File metadata and controls

113 lines (86 loc) · 4.87 KB

ZPack File Format Specifications

Version 1, 22nd November 2021

Overview

ZPack is a simple, general-purpose archive file format with lossless data compression.

Its design is intended to be as simple as possible, storing just enough data to serve as an archive, while being easy to use and implement.

Supported compression methods: none, zstd and lz4.

The standard file extension for ZPack-formatted files is .zpk

Overall data structure

The archive is split into multiple blocks:

  • Archive header
  • File data
  • Central directory record
  • End of central directory record

These blocks must be laid out in this specific order. However, it is not guaranteed that all of the blocks are right next to each other. Some blocks (such as the central directory record) might have a specific offset that the reader is expected to read from.

Intended reading order:

  1. Archive header
  2. End of central directory record
  3. Central directory record
  4. Files

Archive header

The archive header contains basic information about the archive and can be used to identify a ZPack file:

Field Type Size Description
Signature uint32 4 Header signature (0x0x5a504b15)
Version uint16 2 Archive version*

*: The archive version is also the version of the specifications.

File data

The file data block is required to be right next to the archive header and contains a signature to mark the start of it:

Field Type Size Description
Signature uint32 4 Data start signature (0x0x5a504b14)

The file data block contains an undetermined amount of data that may or may not correlate to the files that are actually stored within the archive.

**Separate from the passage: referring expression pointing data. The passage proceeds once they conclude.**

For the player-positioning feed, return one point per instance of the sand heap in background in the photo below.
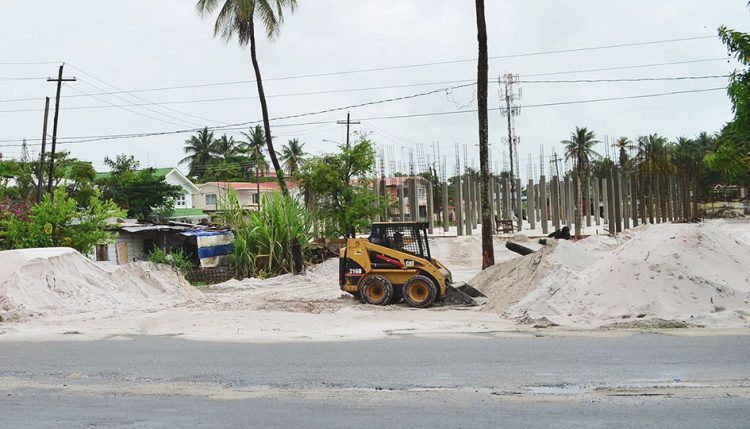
(691, 272)
(45, 283)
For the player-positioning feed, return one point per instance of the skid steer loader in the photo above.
(395, 263)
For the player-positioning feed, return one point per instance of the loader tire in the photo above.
(419, 291)
(376, 290)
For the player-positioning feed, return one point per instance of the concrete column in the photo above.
(530, 206)
(634, 199)
(401, 205)
(430, 209)
(596, 188)
(555, 201)
(605, 199)
(617, 198)
(519, 209)
(543, 203)
(413, 200)
(457, 204)
(467, 205)
(587, 200)
(446, 228)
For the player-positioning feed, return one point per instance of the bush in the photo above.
(263, 239)
(175, 259)
(59, 223)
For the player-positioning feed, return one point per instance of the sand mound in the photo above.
(691, 272)
(45, 283)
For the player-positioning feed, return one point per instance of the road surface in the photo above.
(470, 381)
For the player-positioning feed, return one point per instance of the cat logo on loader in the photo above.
(394, 263)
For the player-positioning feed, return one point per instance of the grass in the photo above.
(263, 238)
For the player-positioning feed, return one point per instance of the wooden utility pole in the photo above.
(348, 124)
(59, 81)
(40, 180)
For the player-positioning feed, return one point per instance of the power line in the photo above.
(428, 114)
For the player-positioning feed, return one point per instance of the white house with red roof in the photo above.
(211, 193)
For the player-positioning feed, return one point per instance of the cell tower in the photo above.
(510, 93)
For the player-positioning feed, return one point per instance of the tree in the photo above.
(137, 191)
(580, 148)
(60, 223)
(623, 145)
(292, 154)
(488, 251)
(237, 17)
(200, 150)
(253, 146)
(340, 187)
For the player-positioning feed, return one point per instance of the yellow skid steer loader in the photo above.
(395, 263)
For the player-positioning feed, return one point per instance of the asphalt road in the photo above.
(638, 381)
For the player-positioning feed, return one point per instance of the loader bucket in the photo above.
(463, 294)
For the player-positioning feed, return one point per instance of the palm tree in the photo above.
(225, 147)
(237, 17)
(200, 150)
(623, 144)
(488, 254)
(292, 154)
(253, 146)
(580, 148)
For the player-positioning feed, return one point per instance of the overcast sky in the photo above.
(149, 44)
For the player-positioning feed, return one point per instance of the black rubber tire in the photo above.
(376, 290)
(420, 291)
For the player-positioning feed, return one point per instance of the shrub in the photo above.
(263, 239)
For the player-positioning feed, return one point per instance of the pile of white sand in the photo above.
(52, 282)
(695, 273)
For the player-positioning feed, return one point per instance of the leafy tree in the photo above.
(623, 145)
(237, 17)
(341, 189)
(200, 150)
(137, 191)
(292, 154)
(60, 223)
(580, 148)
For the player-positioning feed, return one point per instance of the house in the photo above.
(391, 189)
(211, 194)
(173, 176)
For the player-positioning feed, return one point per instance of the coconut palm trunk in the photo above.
(264, 112)
(488, 251)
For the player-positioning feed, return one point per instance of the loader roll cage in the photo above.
(408, 237)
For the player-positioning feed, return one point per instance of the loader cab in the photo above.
(409, 237)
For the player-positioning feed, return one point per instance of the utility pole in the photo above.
(59, 81)
(39, 185)
(510, 111)
(348, 124)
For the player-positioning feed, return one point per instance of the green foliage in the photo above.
(137, 191)
(60, 223)
(340, 189)
(263, 239)
(174, 258)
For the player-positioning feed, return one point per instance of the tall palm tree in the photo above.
(200, 152)
(580, 149)
(488, 253)
(238, 17)
(292, 154)
(225, 147)
(623, 144)
(253, 146)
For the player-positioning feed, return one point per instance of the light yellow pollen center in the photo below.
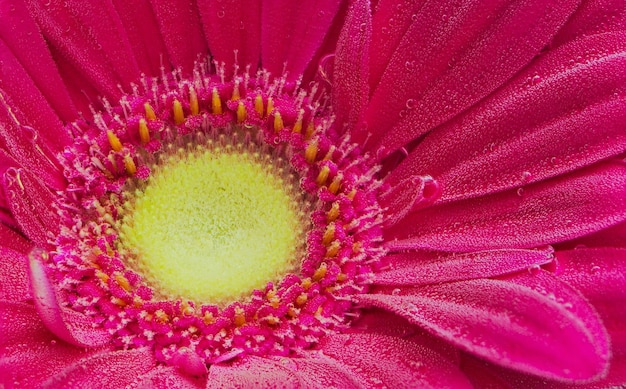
(212, 226)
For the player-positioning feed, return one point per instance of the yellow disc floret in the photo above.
(212, 226)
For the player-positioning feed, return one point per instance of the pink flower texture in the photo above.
(313, 194)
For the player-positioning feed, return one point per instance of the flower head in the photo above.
(334, 194)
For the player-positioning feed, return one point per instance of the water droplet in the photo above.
(526, 176)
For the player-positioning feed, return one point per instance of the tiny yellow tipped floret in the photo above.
(213, 226)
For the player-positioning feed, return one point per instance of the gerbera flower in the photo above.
(312, 194)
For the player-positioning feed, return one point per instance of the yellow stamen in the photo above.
(194, 107)
(114, 141)
(122, 281)
(320, 272)
(242, 114)
(270, 106)
(240, 317)
(301, 299)
(333, 213)
(323, 175)
(144, 133)
(333, 249)
(278, 122)
(329, 234)
(161, 316)
(311, 152)
(179, 115)
(258, 104)
(150, 115)
(129, 165)
(216, 102)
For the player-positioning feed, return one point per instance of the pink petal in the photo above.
(547, 212)
(31, 205)
(113, 369)
(557, 116)
(162, 377)
(22, 37)
(14, 284)
(393, 362)
(410, 269)
(30, 353)
(406, 195)
(68, 325)
(350, 73)
(611, 237)
(251, 372)
(92, 39)
(181, 31)
(437, 72)
(376, 321)
(533, 324)
(22, 104)
(593, 17)
(291, 33)
(600, 275)
(14, 241)
(144, 36)
(233, 25)
(310, 371)
(392, 19)
(22, 146)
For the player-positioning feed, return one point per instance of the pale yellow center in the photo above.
(212, 226)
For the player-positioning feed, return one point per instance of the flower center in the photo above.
(213, 225)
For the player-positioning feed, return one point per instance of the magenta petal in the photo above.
(393, 362)
(249, 372)
(535, 324)
(350, 90)
(21, 35)
(437, 72)
(600, 275)
(516, 136)
(233, 31)
(407, 195)
(310, 371)
(391, 20)
(22, 104)
(22, 143)
(292, 31)
(31, 205)
(91, 38)
(30, 353)
(547, 212)
(181, 31)
(410, 269)
(14, 241)
(167, 377)
(593, 17)
(113, 369)
(14, 283)
(143, 35)
(68, 325)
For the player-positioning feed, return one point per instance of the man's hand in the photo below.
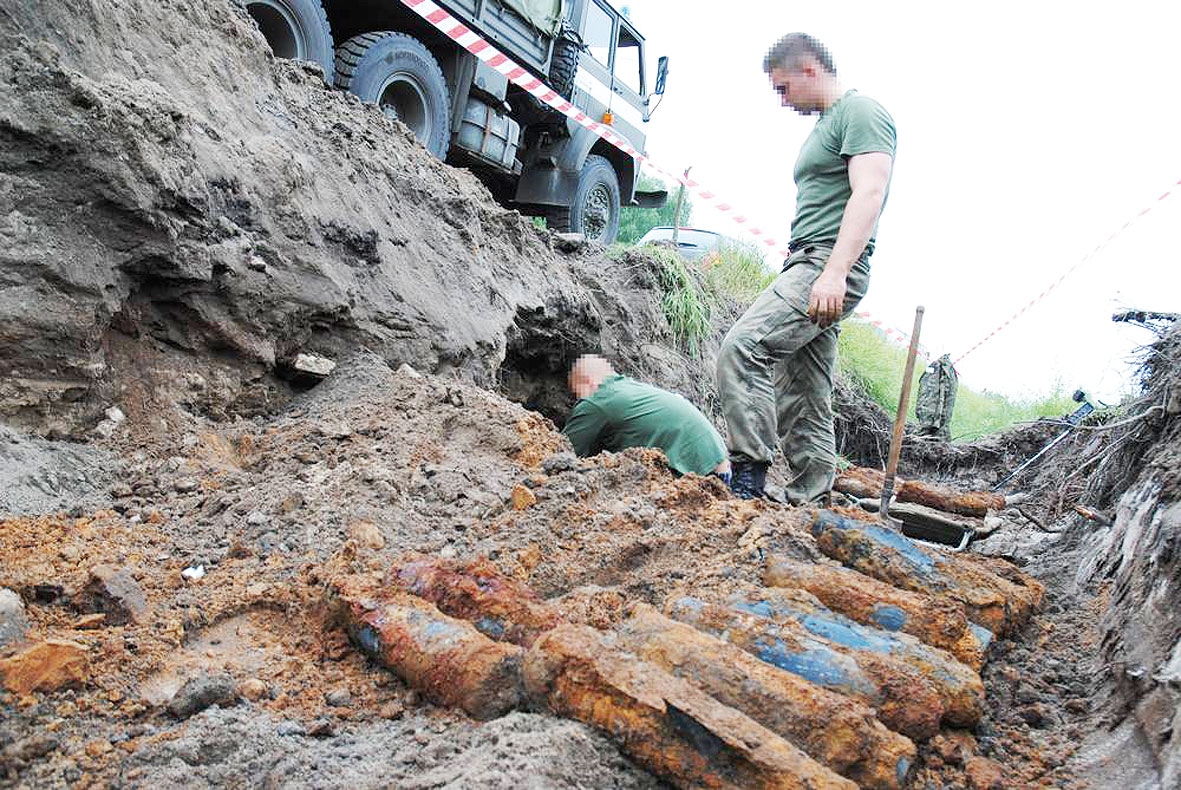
(827, 302)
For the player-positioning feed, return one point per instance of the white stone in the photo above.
(13, 622)
(314, 365)
(406, 370)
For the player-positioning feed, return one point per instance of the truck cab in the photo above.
(530, 156)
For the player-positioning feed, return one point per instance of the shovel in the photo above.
(895, 443)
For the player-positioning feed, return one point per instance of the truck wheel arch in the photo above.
(298, 30)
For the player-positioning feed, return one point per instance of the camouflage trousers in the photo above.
(775, 376)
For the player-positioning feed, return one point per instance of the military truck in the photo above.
(463, 111)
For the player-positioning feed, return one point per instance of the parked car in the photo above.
(693, 243)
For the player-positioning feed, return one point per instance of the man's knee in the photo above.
(737, 351)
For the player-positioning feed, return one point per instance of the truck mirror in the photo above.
(661, 74)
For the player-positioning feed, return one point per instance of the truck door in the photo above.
(612, 77)
(627, 83)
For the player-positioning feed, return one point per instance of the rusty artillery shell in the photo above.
(500, 607)
(989, 600)
(867, 483)
(959, 687)
(836, 731)
(967, 503)
(661, 722)
(935, 620)
(904, 700)
(447, 659)
(862, 482)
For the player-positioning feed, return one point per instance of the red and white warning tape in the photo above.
(1087, 258)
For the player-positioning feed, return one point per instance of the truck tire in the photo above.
(297, 30)
(396, 72)
(563, 65)
(594, 209)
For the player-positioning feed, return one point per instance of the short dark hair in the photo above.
(793, 49)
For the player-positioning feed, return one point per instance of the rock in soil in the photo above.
(13, 622)
(115, 592)
(200, 692)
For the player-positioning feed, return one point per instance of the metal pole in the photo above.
(895, 443)
(676, 220)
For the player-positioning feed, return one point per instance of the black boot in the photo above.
(749, 478)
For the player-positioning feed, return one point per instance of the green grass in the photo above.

It is not reliable to assume the total (compressed) size of files stored in the archive depending on the size of the block.

Central directory record

The central directory record contains a list of file entries that can be used to read the files stored in the archive. It starts off with a header:

Field Type Size Description
Signature uint32 4 CDR signature (0x0x5a504b13)
File count uint64 8 Number of file entries (n)
Block size uint64 8 Size of the entire block (excluding the header)

After this, n count of file entries are written right next to each other:

Field Type Size Description
Filename length uint16 2 The filename's length (n)
Filename string n UTF-8 formatted filename. May contain paths*
Offset uint64 8 Offset of the file's (compressed) data
Compressed size uint64 8 The file's compressed size
Uncompressed size uint64 8 The file's uncompressed size
File hash uint64 8 XXH3 hash of the original data
Compression method uint8 1 The compression method used**

Since the actual size of each of file entry is undetermined (due to the filename field), the block size can be used to allocate a single memory block to read all of the file entries in one go.

The filename should not be null-terminated. It is done automatically by the reader.

*: There are absolutely no rules on what's allowed in the filename field. Malicious paths might be present and it is up to the implementer to address these issues. There are no standards on how to handle the paths.

However, / must be used as the path separator, regardless of the platform the archive was created on.

**: Supported compression methods:

Value Method
0 none
1 zstd
2 lz4

Note: The LZ4 frame format is used for LZ4 compression (lz4f).

End of central directory record

The end of central directory record is located right after the central directory record. It is also expected to be at the end of the file.

It is used to determine the offset of the central directory record.

Field Type Size Description
Signature uint32 4 EOCDR signature (0x0x5a504b12)
CDR offset uint64 8 Offset of the central directory record